In a joint directive issued on February 20, 2026, the Bank of Ghana (BoG) and the Securities and Exchange Commission (SEC) gave firms a 48-hour window to comply or face significant legal penalties.

The skyline of Accra, previously filled with vibrant advertisements for stablecoins and digital exchanges, has already begun to change as operators scramble to comply with the directive.

Regulatory Concerns

The two regulators expressed deep concern over “the increasing advertisement of virtual asset and stablecoin products, including the use of large billboards in Accra and other parts of the country by certain Virtual Asset Service Providers.”

Importantly, the directive applies without exception to all VASPs, including those currently operating within regulatory sandbox arrangements. No firm, regardless of its operational status, is permitted to undertake mass promotional campaigns without explicit authorisation from both regulators.

“All VASPs, including those operating within the BoG and SEC sandbox, are hereby directed to refrain from mass marketing or public promotional campaigns on virtual assets, unless expressly authorised by the BoG and SEC,” the statement declared.

Legal Framework

Central to the enforcement is the newly enacted Virtual Asset Service Providers Act, 2025 (Act 1154). Under this legislation, virtual asset advocacy is now classified as a regulated activity requiring formal registration with both the central bank and the SEC.

While the Act provides a transition period for existing firms to seek licensing, regulators made clear that this “grace period” does not extend to promotional activities. All public-facing marketing is effectively suspended until the full regulatory regime becomes operational and detailed advertising rules are published.

The Bank of Ghana has established a dedicated Virtual Assets Regulatory Office (VARO) to oversee compliance as the licensing framework takes shape.

Market Context

The crackdown comes amid rapid growth in Ghana’s digital asset sector. The country recorded over $10 billion in cryptocurrency transactions by November 2025, up from roughly $6 billion the previous year.
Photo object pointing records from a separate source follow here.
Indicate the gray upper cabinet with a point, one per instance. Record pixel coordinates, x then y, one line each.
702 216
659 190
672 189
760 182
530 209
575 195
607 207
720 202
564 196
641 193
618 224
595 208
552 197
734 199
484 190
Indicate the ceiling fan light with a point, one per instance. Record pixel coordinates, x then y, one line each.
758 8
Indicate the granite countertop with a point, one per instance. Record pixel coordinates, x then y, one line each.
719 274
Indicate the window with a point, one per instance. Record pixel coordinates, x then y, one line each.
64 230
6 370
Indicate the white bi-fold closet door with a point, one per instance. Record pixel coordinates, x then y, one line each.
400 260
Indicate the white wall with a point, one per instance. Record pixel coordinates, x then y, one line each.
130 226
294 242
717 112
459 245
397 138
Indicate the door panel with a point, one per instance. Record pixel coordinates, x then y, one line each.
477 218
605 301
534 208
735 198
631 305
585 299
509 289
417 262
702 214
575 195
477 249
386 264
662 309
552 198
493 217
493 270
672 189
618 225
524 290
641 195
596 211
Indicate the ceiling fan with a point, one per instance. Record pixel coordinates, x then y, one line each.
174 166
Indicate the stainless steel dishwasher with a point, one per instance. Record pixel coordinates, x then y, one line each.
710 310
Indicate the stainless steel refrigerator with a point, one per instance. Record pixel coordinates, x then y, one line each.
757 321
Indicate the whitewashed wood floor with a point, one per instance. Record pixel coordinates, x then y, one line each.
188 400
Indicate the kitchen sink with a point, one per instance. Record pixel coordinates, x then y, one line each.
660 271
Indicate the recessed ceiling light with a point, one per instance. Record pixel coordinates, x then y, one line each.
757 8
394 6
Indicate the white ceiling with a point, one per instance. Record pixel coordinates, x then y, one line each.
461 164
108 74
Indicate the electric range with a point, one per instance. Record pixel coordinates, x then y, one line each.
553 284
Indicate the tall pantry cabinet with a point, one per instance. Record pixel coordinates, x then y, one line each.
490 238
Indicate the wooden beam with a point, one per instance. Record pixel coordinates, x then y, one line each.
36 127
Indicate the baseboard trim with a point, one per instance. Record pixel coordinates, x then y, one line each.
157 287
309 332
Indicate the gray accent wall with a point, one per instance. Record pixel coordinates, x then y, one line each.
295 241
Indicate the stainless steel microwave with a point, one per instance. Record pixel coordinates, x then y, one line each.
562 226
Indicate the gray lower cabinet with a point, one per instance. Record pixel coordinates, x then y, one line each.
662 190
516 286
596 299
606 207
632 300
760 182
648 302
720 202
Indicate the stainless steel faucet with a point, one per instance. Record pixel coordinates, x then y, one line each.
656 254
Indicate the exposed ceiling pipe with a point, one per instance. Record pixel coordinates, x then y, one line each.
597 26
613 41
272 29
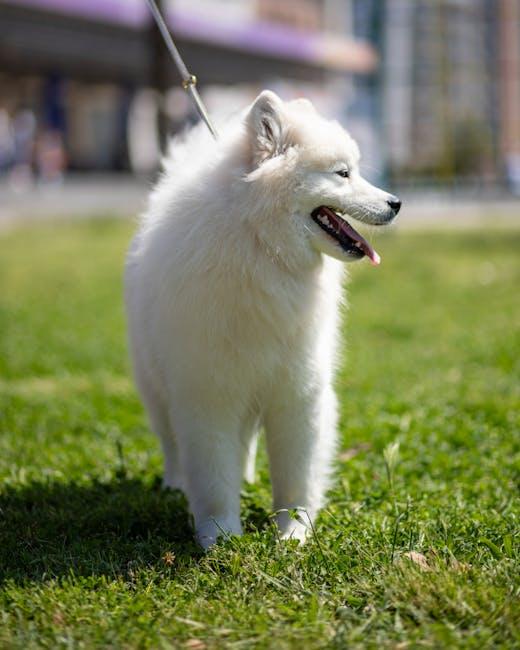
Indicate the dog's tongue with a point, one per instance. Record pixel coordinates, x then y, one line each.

VASPs investing in large-format outdoor advertising across Accra were signalling consumer-facing ambitions running ahead of the regulatory timeline.

By pausing promotional activities while frameworks solidify, authorities aim to prevent consumer exposure to potentially unregulated or unauthorised products. The directive represents a defensive measure to ensure that when licensing gates finally open, the public enters a market that is both transparent and secure.

Compliance Requirements

VASPs seeking clarification have been advised to direct enquiries to the Head of the Virtual Asset Department at the Bank of Ghana or the Chair of the Virtual Asset Committee at the SEC.

The 48-hour ultimatum has forced operators who invested heavily in outdoor media and digital campaigns to undertake immediate and costly dismantling exercises. Industry observers note that the directive marks a maturation of digital asset regulation in West Africa, with Ghana asserting control over market narratives before full licensing begins.

“This notice is to caution VASPs who have mounted billboards and other forms of public advertisement to take them down within 48 hours. Failure to comply will result in severe sanctions.”